Maquiladora

A will maquiladora , or its abbreviation made up , is the Latin-American equivalent of the zones of treatment for export (export processing zone, EPZ, in English). This term indicates a factory which is given an exemption of the customs duties to be able to produce with lower costs of the goods assembled, transforms, repaired or worked out starting from imported components; the major part of these goods is then exported (except in the case of the will maquiladoras por capacidad ociosa , directed towards the national production).

History

The will maquiladoras were born in 1965 with the Mexico, in the border zones with the the United States of America. Installation by the Mexican government of Gustavo Díaz Ordaz via a programme of industrialization of the border, one finds some nowadays also with the Guatemala, with the El Salvador, the Honduras and the Panamá. They manufacture inter alia clothing, electronics, automobile parts… The creation of the will maquiladoras must partly at the end of the program bracero of the United States, which authorized the Mexicans to make seasonal agricultural work.

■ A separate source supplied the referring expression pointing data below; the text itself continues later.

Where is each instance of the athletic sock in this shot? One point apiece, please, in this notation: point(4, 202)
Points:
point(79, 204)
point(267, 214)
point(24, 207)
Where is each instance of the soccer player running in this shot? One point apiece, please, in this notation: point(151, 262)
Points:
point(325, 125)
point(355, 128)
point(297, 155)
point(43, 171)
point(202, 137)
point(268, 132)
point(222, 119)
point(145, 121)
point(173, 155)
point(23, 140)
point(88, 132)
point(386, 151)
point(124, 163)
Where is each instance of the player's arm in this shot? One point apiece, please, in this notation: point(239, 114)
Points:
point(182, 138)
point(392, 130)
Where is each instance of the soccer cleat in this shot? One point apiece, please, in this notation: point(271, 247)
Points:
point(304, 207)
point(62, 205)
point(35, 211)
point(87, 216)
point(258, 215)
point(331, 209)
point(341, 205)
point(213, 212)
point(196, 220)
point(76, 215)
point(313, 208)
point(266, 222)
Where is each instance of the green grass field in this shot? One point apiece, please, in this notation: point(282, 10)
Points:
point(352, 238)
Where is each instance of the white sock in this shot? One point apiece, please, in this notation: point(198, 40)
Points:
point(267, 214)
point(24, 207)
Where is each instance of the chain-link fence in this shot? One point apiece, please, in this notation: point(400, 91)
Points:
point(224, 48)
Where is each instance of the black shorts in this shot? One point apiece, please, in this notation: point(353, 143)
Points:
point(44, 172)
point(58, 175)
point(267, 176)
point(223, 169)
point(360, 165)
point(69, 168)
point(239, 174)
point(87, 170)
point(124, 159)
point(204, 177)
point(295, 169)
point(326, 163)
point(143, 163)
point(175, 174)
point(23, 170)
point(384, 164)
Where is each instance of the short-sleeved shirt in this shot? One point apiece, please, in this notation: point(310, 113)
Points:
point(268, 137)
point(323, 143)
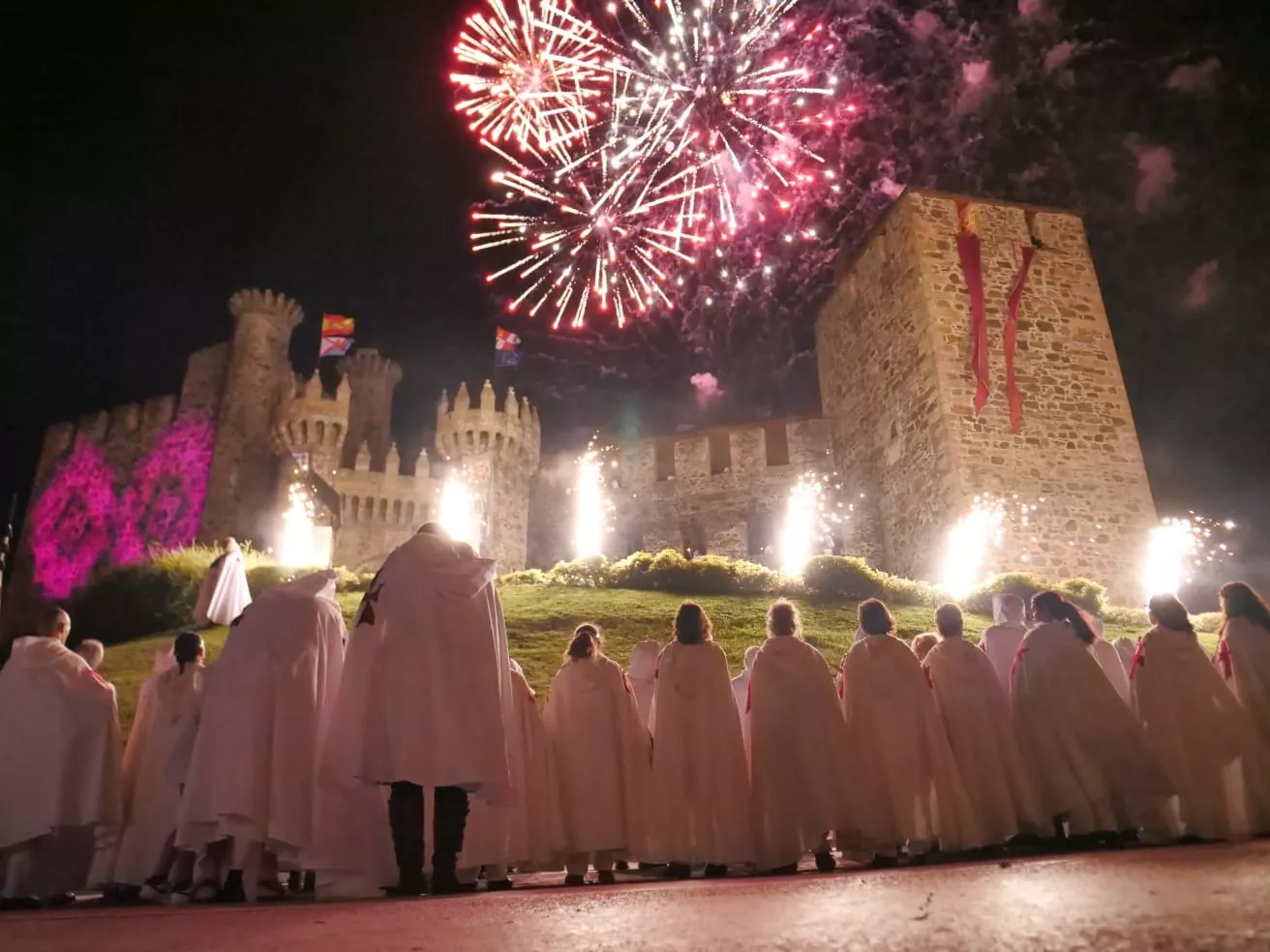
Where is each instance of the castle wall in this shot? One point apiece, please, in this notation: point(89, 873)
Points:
point(725, 492)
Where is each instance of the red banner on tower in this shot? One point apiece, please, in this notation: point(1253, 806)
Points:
point(1013, 394)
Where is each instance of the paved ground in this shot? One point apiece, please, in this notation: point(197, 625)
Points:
point(1210, 898)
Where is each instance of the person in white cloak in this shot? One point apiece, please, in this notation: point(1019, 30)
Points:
point(700, 806)
point(976, 715)
point(1001, 641)
point(426, 699)
point(155, 761)
point(526, 834)
point(253, 778)
point(1087, 756)
point(1244, 653)
point(224, 593)
point(642, 674)
point(794, 729)
point(1201, 733)
point(908, 792)
point(741, 683)
point(59, 765)
point(601, 753)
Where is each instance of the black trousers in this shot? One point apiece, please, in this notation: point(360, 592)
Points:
point(448, 821)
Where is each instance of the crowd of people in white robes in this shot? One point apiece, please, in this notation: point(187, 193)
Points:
point(316, 758)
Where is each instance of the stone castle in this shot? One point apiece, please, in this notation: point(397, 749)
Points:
point(898, 431)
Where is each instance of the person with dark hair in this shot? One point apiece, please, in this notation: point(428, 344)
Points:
point(1201, 735)
point(601, 757)
point(976, 714)
point(1087, 756)
point(699, 798)
point(908, 789)
point(1244, 653)
point(155, 763)
point(793, 721)
point(427, 699)
point(59, 765)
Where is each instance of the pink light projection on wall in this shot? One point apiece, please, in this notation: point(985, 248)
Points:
point(81, 518)
point(163, 505)
point(73, 520)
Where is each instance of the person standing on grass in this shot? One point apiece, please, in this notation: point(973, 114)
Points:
point(793, 720)
point(908, 789)
point(1087, 756)
point(699, 800)
point(1244, 653)
point(601, 757)
point(976, 715)
point(427, 699)
point(59, 767)
point(1204, 737)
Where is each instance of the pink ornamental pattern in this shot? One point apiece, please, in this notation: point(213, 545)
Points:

This economic strategy took seat with an aim of countering the employment crisis which remained with the Mexico following the failure of an agreement established for Mexican migrant worker, but also rural migration who had done nothing but increase the population of the cities such as Mexico City and Cancun, therefore an increase in the Bidonville S.

By this new idea, Díaz wanted to increase the overseas investment in the economy by exporting the most possible products. this measurement was to improve employment as well as the standard of living of the Mexicans. The government thus establishes these free zones, but fixed a condition which made so that Mexican GNP increased, from where an economic growth and by this fact even the standard of living.

However the results of this operation could crystallize only twenty years later with the entry of Mexico in GATT, now named OMC, since before the country suffered from a severe protectionism. One can also say that the coming into effect of the Alena also brought to the Mexican economy, since it supported a free trade between the countries of North America.

According to the Mexican decree Made up of December 22nd, 1989, these factories can be entirely property of foreign companies. The multinationals had “the exemption from tariff duty on the inputs and the extrants, provided that finished products are re-exported. ”

They attract investors for their labor cheap (it quasi totality of the employees are underpaid women), little of regulation of work (the employees lose their employment if they fall pregnant), the not very demanding environmental standards and of course weak taxation from which they profit.

In 2000, nearly four thousand of these factories functioned within this framework, employing more than one million three hundred and thousand people and representing the third of the imports. The coming into effect of ALENA and the deceleration of the activity since 2001 would have made decrease these figures of 30%.

According to Juan Antonio Mateos, ambassador of Mexico in Morocco, in spite of the hope of Mexico, will maquiladoras them were not sufficient to solve the social problem which persisted in the country, since to date fifty four - million Mexicans always survives in poverty although the extent of the Mexican GDP is four times higher than a country such as Morocco.